It’s July and the hits just keep coming. Coming out of a week of heat fever, a week under the heat dome, and I’ve just recovered from pleurisy, my body’s panicked nod to the days of the industrial revolution, breathing the hot and muggy air through inflamed lungs, a heavy chest. i misdiagnose myself for a full weekend with anxiety, but it’s a real medical condition. i take drugs for it, they work. It’s July. The season farmers quit farming. Both last year and this year, the people we think of as peers, dropping out. It’s too hard.
It’s July. Listservs are heating up about climate change and policy and land ethics. Everyone is heated. The full thunder moon comes and goes, eclipsed on the other side of the world. The neighbor weans his cows on the moon, and the screaming moos echo across the county. He’s three miles away and they sound like they’re outside my window.
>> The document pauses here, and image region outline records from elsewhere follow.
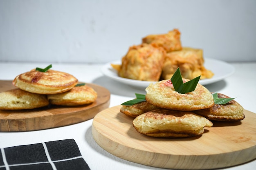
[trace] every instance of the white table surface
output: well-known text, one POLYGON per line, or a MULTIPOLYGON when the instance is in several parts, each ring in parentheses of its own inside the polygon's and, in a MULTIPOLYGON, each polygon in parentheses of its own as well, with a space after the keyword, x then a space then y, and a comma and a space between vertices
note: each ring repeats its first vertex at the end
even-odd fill
MULTIPOLYGON (((49 63, 51 64, 51 63, 49 63)), ((0 63, 0 79, 12 80, 16 75, 35 68, 45 68, 49 63, 0 63)), ((231 63, 235 73, 224 80, 205 86, 210 91, 218 92, 236 100, 245 109, 256 113, 256 62, 231 63)), ((135 93, 144 93, 142 89, 112 80, 103 76, 101 68, 103 64, 53 64, 52 69, 68 73, 80 81, 104 86, 110 92, 110 107, 133 99, 135 93)), ((92 170, 163 170, 134 163, 119 158, 102 149, 92 135, 93 119, 55 128, 24 132, 0 132, 0 148, 35 144, 48 141, 74 139, 82 155, 92 170)), ((255 126, 256 130, 256 125, 255 126)), ((256 160, 243 165, 222 169, 252 170, 256 160)))

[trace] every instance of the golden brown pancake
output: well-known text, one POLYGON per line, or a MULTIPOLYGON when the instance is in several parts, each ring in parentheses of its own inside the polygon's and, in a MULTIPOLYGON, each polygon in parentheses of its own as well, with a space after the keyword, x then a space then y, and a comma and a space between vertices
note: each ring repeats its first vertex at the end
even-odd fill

What do we do? What do we do? Is the drumbeat of July.
It’s July and we’re too busy to reply to the emails. Those who do get flamed for asking questions, for being concerned. Everyone is heated.
It’s July and it’s tomato season. Finally, I get to hike out to our furthest field and plunge myself into the forested rows. The plants aren’t as big this year, but the toms are already turning and my heart breaks and reforms. The closest I feel to being religious is in the tomato field. Season of devouring. Season of burden, of blight, of blooming. I pick with my heart, and I miss my friend Annie (hi Annie) as I scour the full row of heirlooms. A sheet pan full of the half-rotted ones, roasted under the broiler with fresh garlic over pasta, the juice is the sauce. My favorite lunch.
I’ve been working on essays about climate change, responses to articles that come out that I don’t have time to respond to. Responses to people who think they know what they’re talking about, from the outside. Always from the outside. My words sit here, in my files, untouched. I haven’t felt well enough to open them in three weeks.
It’s July and I finally feel alive again. There is too much to do (always) and everyone is heated. The drumbeat marches on (what do we do? what do we do?)